Monday, October 17, 2005

Privatizing Public Universities

Mikaela says:
The New York Times today runs an article laying out the danger of privatization of America’s state universities. Where taxpayers have traditionally supported higher education, corporations are now taking the lead.

Why should this matter?

  1. Public universities helped create the middle class in America and supported the technological advances that have helped the economy, sure, but more importantly have led to finding cures for disease and improving the quality of life for millions of people. Politically, an educated middle class helps keep democracy strong. Could this be one reason why the establishment doesn’t seem to care about the decline in our universities?
  2. Having corporations support public education means for-profit ventures now define what’s worth learning. As the former president of University of Wisconsin puts it, “America is rapidly privatizing its public colleges and universities, whose mission used to be to serve the public good. But if private donors and corporations are providing much of a university's budget, then they will set the agenda, perhaps in ways the public likes and perhaps not. Public control is slipping away.”
  3. Professors are pressured to do research and downplay their teaching roles and responsibilities. Because of the changing economic imperative to find outside financial support, University Presidents have to spend their time schmoozing with rich donors instead of focusing on education goals – recruiting and retaining good teachers and students and providing the best atmosphere for learning and innovation.

A recent Homecoming Reunion at the General Honors Program at UNM brought home to me this quickly shaping reality.

The University Honors Program (its official name – UHP) since its birth in the early 1980s has been an independent department within the university, with tenure-track faculty with the explicit mission to be interdisciplinary and focused on teaching. Modeled on small liberal arts colleges, the classes are all seminars, limited to 15 students, and graded on an A, pass, or fail scale. On a personal note, the Honors Program is the only reason I had a good education as an undergraduate. I took all the classes I possibly could. The teachers were actually TEACHERS. Classes were discussions of the most important kinds – intelligent, motivated, curious people sitting around hashing out what’s important and what’s just modern circus performance.

UNM’s new president just “found” a bunch of money from corporate donors to fund a renovation of the UHP’s home, expanding the number of classrooms and offices for faculty. In exchange, he is pressuring the UHP to change its grading system to match the University’s, to hire “research” faculty, and to deny tenure to faculty that “only” focuses on teaching.

The sole source of my education and ongoing intellectual pursuits and curiosities is about to get pulled under this wave of privatization pressure.

I fear for the middle class and for higher education. Most of us can’t afford to pay even in-state tuition, and scholarships are drying up, too. Public education at the high-school level and below is being systematically dismantled and undermined by this administration. Even funding toward medical research and technology are now dominated by corporations – these capitalist abstractions with no accountability to anyone that do not see any value to “public good” if there’s no profit motive.

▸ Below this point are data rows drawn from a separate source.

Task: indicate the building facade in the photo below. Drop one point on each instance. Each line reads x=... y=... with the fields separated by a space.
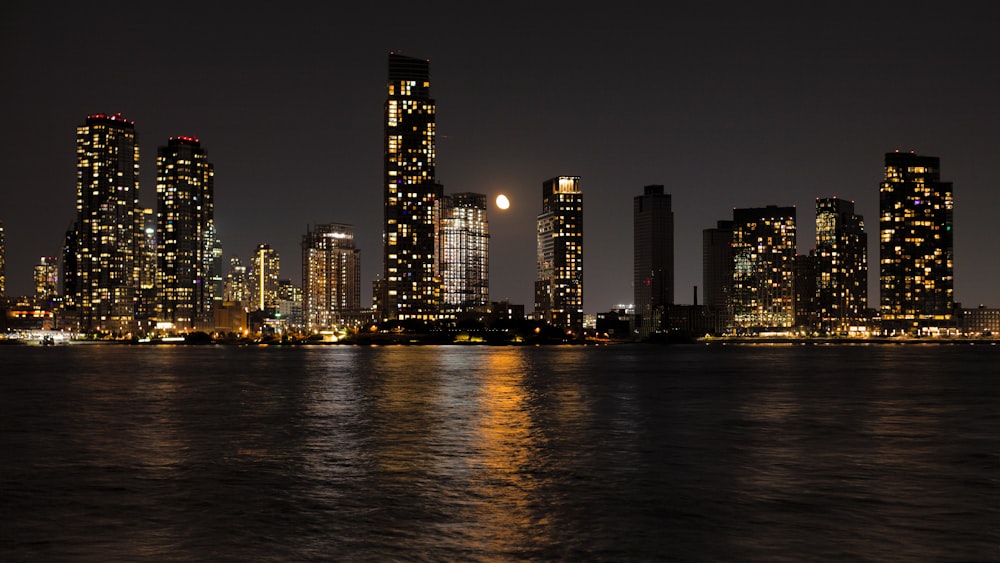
x=652 y=258
x=841 y=261
x=559 y=252
x=3 y=262
x=412 y=286
x=764 y=249
x=47 y=279
x=331 y=276
x=236 y=288
x=916 y=245
x=717 y=275
x=102 y=279
x=185 y=232
x=465 y=254
x=263 y=278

(Check out Charlie Rose’s interview with former Intel President Andrew Grove – who rocks, by the way – on his views about medical research and the danger we’re in. Now that he’s been diagnosed with Prostate cancer, suddenly he’s concerned with public health. Still, he’s got some amazing ideas and a powerful argument.)

So mass epidemics like avian flu, AIDS, and the continued preponderance of new cancers will crop up more and more frequently, and we will rely solely on one corporation’s monopoly – or a few corporations’ oligopoly – to save us? How can that possibly be a good idea, even to rich people who think they’re insulated?

Is an educated populace really so dangerous as to risk our position as “first world” nation for people who care about that? Am I missing something?